The thesis focuses on investigating the chemical space of commercially available compounds to ensure their compliance with contemporary medicinal chemistry standards. In this research, a novel open-source toolkit for designing compound libraries, named Synthons Interpreter or SynthI, was developed (later the name was changed to Synt-On due to trademark issues, but for convenience the name SynthI is used in the manuscript). This toolkit establishes connections between building blocks (BBs) and fragments, obtained through pseudo-retrosynthetic fragmentation of larger molecules, using synthon-based representation. It relies on thirty-eight reaction rules for breaking chemical bonds, resulting in a range of synthons, each associated with unique labels that link them to approximately 150 types of BBs. These labels encode the position and chemical characteristics of reactive centers while maintaining structural validity, allowing synthons to be treated as actual compounds. This approach not only facilitates the creation of synthetically feasible libraries but also enhances BBs analysis within the context of medicinal chemistry.

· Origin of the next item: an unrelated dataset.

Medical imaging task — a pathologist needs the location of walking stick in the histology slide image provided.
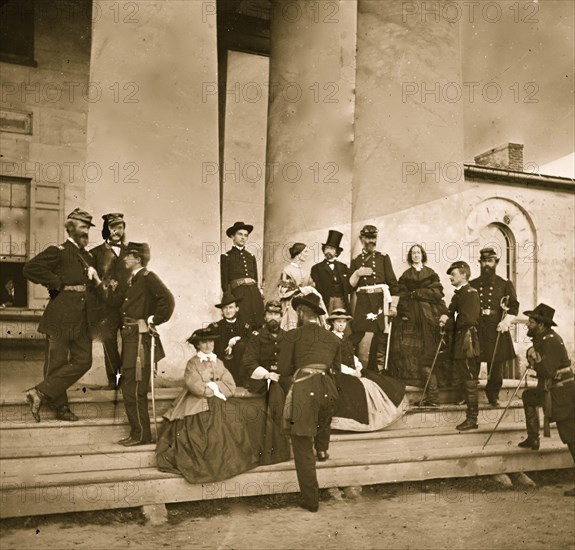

The efficacy of SynthI was evaluated on Enamine's in-stock BB library for reagent classification, filtration, and scaffold analysis. The fragmentation of compounds from a list of recently approved drugs was conducted, and the resulting synthetic pathways were compared with existing literature, demonstrating the accuracy of SynthI in most cases, except for heterocyclization steps that were not yet implemented. Libraries of analogs were also generated for selected drugs. Notably, the distinct characteristic of SynthI's library design lies in its strong reliance on available BBs. The utilization of synthon-based library design enables generation of collections comprising synthesizable compounds that retain structural similarity to the original molecule while displaying diversity.
This work extensively analyzed commercially available BBs from eMolecules in terms of market availability, quality, diversity, and their relevance to current medicinal chemistry demands. The evaluation was achieved by fragmenting biologically relevant molecules sourced from the ChEMBL database using SynthI. The resulting synthons were compared with those generated from PBB (Purchasable Building Blocks), leading to a comprehensive analysis of PBB within the context of medicinal chemistry.
The analysis revealed that the most prevalent classes of BBs, such as amines, acids, aryl halides, and aliphatic alcohols, correlate with the popularity of corresponding reactions, like amide formation, Pd-mediated couplings, Buchwald-Hartwig amination, and alkylation. However, the availability of well-studied reactions is not the sole determinant of reagent market presence. For instance, sulfonate esters, secondary and (hetero)benzylic primary alkyl halides are less common due to shorter shelf-life, and the deficit of S-nucleophiles is attributed to challenges in storage conditions. The scarcity of several reagents like SuFEx and polyfunctional BBs is linked to their recent introduction.